ALI strengthens safety standards for gold certification label

Sept. 17, 2018
Changes include expanding the testing requirements for load-holding devices (also known as "latches" or "locks") and increasing the number of test cycles.

It's now a little more challenging for a vehicle lift to earn an Automotive Lift Institute (ALI) gold certification label – and that's good news for lift operator safety.

ANSI/ALI ALCTV is the safety standard covering vehicle lift design, construction, testing and validation. The current edition, ANSI/ALI ALCTV: 2017, took effect July 24, 2018, replacing its predecessor, ANSI/ALI ALCTV: 2011. While the major design and construction requirements of the standard remain intact, significant updates were made to strengthen the testing that must be performed by a Nationally Recognized Testing Laboratory to confirm that a lift meets these requirements. Changes include expanding the testing requirements for load-holding devices (also known as "latches" or "locks") and increasing the number of test cycles.

International Building Code and a number of state, provincial and local regulations mandate that only lifts certified to meet ANSI/ALI ALCTV can be installed. These certified lifts wear the ALI Gold Label and are listed in ALI's online directory of certified lifts found here: www.autolift.org/ali-directory-of-certified-lifts/. All lifts that are certified to meet the current edition of the standard are listed.

"ALI and our members take our lift safety mission very seriously," said Dale Soos, ALI senior project engineer. "Since introducing the ALI Lift Certification Program in 1993, the committee responsible for the standard has continuously improved it to promote technician safety on the job and wherever a vehicle lift is used." 

In addition to the testing requirement changes, ANSI/ALI ALCTV: 2017 explains the difference between lift accessories and lift attachments and clarifies which aspects of the standard apply to each. The current edition also includes a new section of requirements for wireless controls.
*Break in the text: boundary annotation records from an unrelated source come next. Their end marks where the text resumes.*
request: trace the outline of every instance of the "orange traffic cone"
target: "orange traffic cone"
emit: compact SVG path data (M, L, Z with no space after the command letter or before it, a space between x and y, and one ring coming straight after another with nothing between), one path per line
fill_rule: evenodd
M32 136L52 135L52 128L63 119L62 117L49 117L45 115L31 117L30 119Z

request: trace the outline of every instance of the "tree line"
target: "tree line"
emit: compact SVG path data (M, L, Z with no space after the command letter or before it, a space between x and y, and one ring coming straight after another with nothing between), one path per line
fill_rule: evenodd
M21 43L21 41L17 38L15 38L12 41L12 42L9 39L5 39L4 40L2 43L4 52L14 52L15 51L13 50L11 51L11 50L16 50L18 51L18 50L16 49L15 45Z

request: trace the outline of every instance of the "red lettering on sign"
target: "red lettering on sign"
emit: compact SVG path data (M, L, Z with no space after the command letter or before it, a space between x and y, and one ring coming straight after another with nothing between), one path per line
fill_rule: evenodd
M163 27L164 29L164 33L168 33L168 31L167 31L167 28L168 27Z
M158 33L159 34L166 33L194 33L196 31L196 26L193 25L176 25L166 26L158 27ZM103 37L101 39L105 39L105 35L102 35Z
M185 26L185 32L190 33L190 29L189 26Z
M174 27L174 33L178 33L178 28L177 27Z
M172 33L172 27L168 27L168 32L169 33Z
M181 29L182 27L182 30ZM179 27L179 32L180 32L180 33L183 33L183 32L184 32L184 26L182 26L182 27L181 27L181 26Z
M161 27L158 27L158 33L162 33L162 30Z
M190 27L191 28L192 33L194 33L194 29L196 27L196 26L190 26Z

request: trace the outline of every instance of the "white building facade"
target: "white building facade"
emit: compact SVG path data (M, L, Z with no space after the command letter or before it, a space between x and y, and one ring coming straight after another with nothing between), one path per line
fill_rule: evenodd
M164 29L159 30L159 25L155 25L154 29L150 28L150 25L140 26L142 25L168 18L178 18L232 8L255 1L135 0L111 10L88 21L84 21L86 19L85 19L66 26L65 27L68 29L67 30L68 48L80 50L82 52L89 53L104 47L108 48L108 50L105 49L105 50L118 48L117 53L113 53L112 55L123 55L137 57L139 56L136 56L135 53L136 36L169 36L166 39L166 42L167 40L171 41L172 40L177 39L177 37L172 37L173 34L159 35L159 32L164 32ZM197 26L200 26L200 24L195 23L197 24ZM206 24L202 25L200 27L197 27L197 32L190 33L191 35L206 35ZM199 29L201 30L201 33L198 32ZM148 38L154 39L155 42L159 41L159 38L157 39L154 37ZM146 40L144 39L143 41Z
Facilities with lifts that were certified to the prior edition of the standard do not need to take any action as a result of the update. However, when shopping for a new lift, do not assume that a previously certified model is certified to the current edition of the standard. Any lift model that was certified to the 2011 edition of the standard had to be tested to verify that it met all the new requirements in order to be recertified.